I've seen and experienced this kind of behavior. My wife had to clean out the house of a hoarder, a good friend of hers, when the house was condemned by the city, then manage her affairs. Comparable to the worst of the houses I've ever seen on Hoarders, no working kitchen, only running water a hose in the back yard, etc.
What I've seen is these people have a very strong desire to accumulate stuff, and a very strong attachment to their stuff, so strong that the only way they can part with it is to give it to someone they also have a strong attachment to. So, loved ones, don't expect them to end this habit any time soon, the upside is that it means they love you. They may not express it the way you would like, but they do. There is, I think, also an element of "I shouldn't buy anything more for myself, but it is ok to buy it as a gift for someone else.", my wife has some of this, though fortunately is also ruthless about cleaning things out, especially after the experience with her friend.

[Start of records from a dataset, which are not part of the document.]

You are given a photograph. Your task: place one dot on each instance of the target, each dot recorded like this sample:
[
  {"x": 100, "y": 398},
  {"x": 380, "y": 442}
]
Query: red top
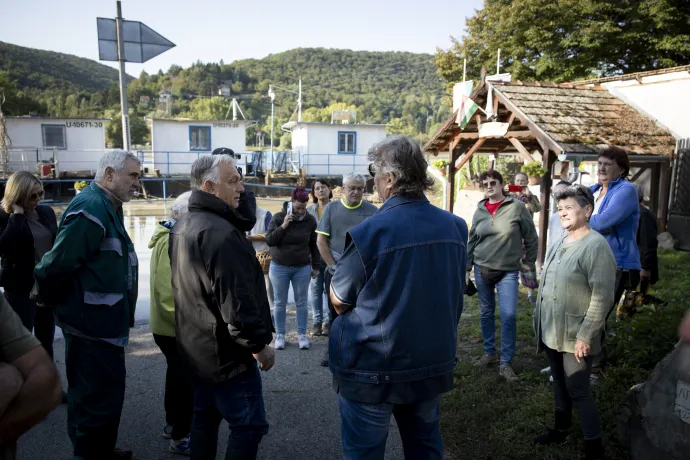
[{"x": 492, "y": 207}]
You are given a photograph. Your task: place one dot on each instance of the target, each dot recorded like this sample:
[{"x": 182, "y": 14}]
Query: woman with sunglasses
[
  {"x": 27, "y": 232},
  {"x": 575, "y": 294},
  {"x": 499, "y": 227}
]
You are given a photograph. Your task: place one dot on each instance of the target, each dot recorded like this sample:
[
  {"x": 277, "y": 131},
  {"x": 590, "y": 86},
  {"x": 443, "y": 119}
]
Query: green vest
[{"x": 91, "y": 274}]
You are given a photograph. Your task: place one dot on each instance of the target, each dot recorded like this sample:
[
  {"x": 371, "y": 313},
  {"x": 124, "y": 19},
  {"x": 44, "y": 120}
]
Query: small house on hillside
[
  {"x": 550, "y": 122},
  {"x": 72, "y": 144},
  {"x": 176, "y": 143},
  {"x": 330, "y": 149}
]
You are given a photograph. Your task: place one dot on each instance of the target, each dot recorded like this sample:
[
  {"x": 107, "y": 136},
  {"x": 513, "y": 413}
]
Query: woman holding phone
[{"x": 295, "y": 260}]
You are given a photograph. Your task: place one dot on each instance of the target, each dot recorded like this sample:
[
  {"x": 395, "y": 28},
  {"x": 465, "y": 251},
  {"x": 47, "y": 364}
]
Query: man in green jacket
[{"x": 90, "y": 276}]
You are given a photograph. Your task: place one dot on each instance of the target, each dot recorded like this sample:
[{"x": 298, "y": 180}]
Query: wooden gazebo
[{"x": 548, "y": 122}]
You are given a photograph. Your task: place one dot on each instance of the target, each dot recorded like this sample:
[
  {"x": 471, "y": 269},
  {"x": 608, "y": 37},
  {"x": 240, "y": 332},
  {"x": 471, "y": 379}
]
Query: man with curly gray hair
[{"x": 394, "y": 353}]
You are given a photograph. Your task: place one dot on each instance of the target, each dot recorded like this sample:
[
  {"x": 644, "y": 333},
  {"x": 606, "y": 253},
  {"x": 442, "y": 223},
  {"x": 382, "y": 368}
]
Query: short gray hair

Since you can't change them, you can only change your reaction to it. My suggestion, which we've used with some friends who were in the habit of giving us stuff we didn't want, was to make a deal with them. Any gifts we gave each other that weren't things specifically requested, the receiver could do whatever they wanted with them. Regift, donate, etc. It softens the blow somewhat if you make this a 2-way deal, even if you don't ever plan to give them useless crap like they do you. :) Then you can donate guilt-free, and remind them of the deal if they ask you what happened to that amazing avocado peeler.